Ideally, you would be well paid for doing a job you might do for free. Realistically, you can no more expect to be universally happy in your job than you might expect to be universally happy in your relationships. It’s natural to consider roads not taken.

I love reading aloud. Something about the rhythm and character of artful prose charms me, and I like to think I can find the author’s voice and communicate his or her intonation, pace, and emphasis. I love to read fiction, poetry, essays, textbooks, you name it… aloud.

When I told a friend, Derek Smalls style, that I’d like to a books-on-tapes reader, he poo-pooed the idea. “You don’t have that kind of voice,” he said, “my sister works with those people, and do you know how good you have to be?” He’s probably right, I don’t have a deep and resonant radio-voice. People mistake me for a woman on the phone. My voice is reedy and thin.

Still, for a week, I went around asking everyone, “Do you think I would be a good books-on-tapes reader?” Many said yes, and I reported every positive response back to my friend with an emphatic “See?”

Shouldn’t wanting to do the job be enough? Shouldn’t I be able to convince the world the conventional radio voice is all wrong, that it’s not the pitch, but the personality behind it that matters? Why can’t I embrace my belief in exceptions? Exceptions are more common than people think. Growing up, whenever I doubted the world needed another fill-in-the-blank, my parents said, “But it could always use another good fill-in-the-blank.” I’m sure I could be a books-on-tapes superstar. If I never try, I’ll never know.

The trouble is, I don’t know how to try. Even if I could work with my voice—maybe hormone therapy would help—I have no idea what path to take. I haven’t Googled it, but I’m not sure any schools cater to future books-on-tape readers. Nor do I know of any apprentice programs. No one has pitched becoming an oral reader as a reality show, yet. It’s the sort of thing you fall into, but the old Hollywood model of discovery is problematic.
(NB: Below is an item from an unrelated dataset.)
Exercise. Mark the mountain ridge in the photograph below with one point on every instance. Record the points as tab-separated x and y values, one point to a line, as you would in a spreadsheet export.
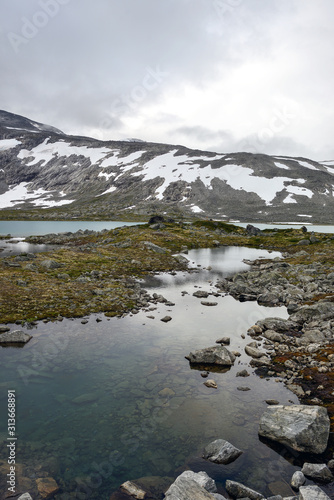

What drugstore should I hang out in?

Would it help to get a microphone and amp and station myself in subway tunnels and read aloud with an empty bucket in front of me?

The nearest proximity I’ve reached is writing as if I’m reading aloud. As “the author,” I am at last the only person for the job. In my fantasies, I branch out from there. Soon I’d be reading other authors’ work and then move into voiceover and replace the guy who once did every trailer of every movie.

Someone has to surmount his fame, right? Why not me?

You see how quickly I can get ahead of myself, flying off the fantasy handle and picturing myself with a mountainside home, a foundation for charitable donations, a personal trainer/chef/appointment assistant, a haircut every three weeks, and a new toothbrush every day.

In my dream life as a books-on-tapes reader, I can afford such luxuries.

Maybe we dreamers are chasing fluffy pink clouds no sane person should pursue seriously, and yet, and yet, and yet. Sid Madwed, a success speaker who touts the power of poetry to improve creativity, productivity, and everything else, says most people are afraid of losing jobs they hate so 90 to 95% of employees, “Work at jobs which are unfulfilling and which they dislike and would leave in a minute if they only knew what they really wanted to do.”

Which leads me back to a question: where can I get an amp and microphone cheap?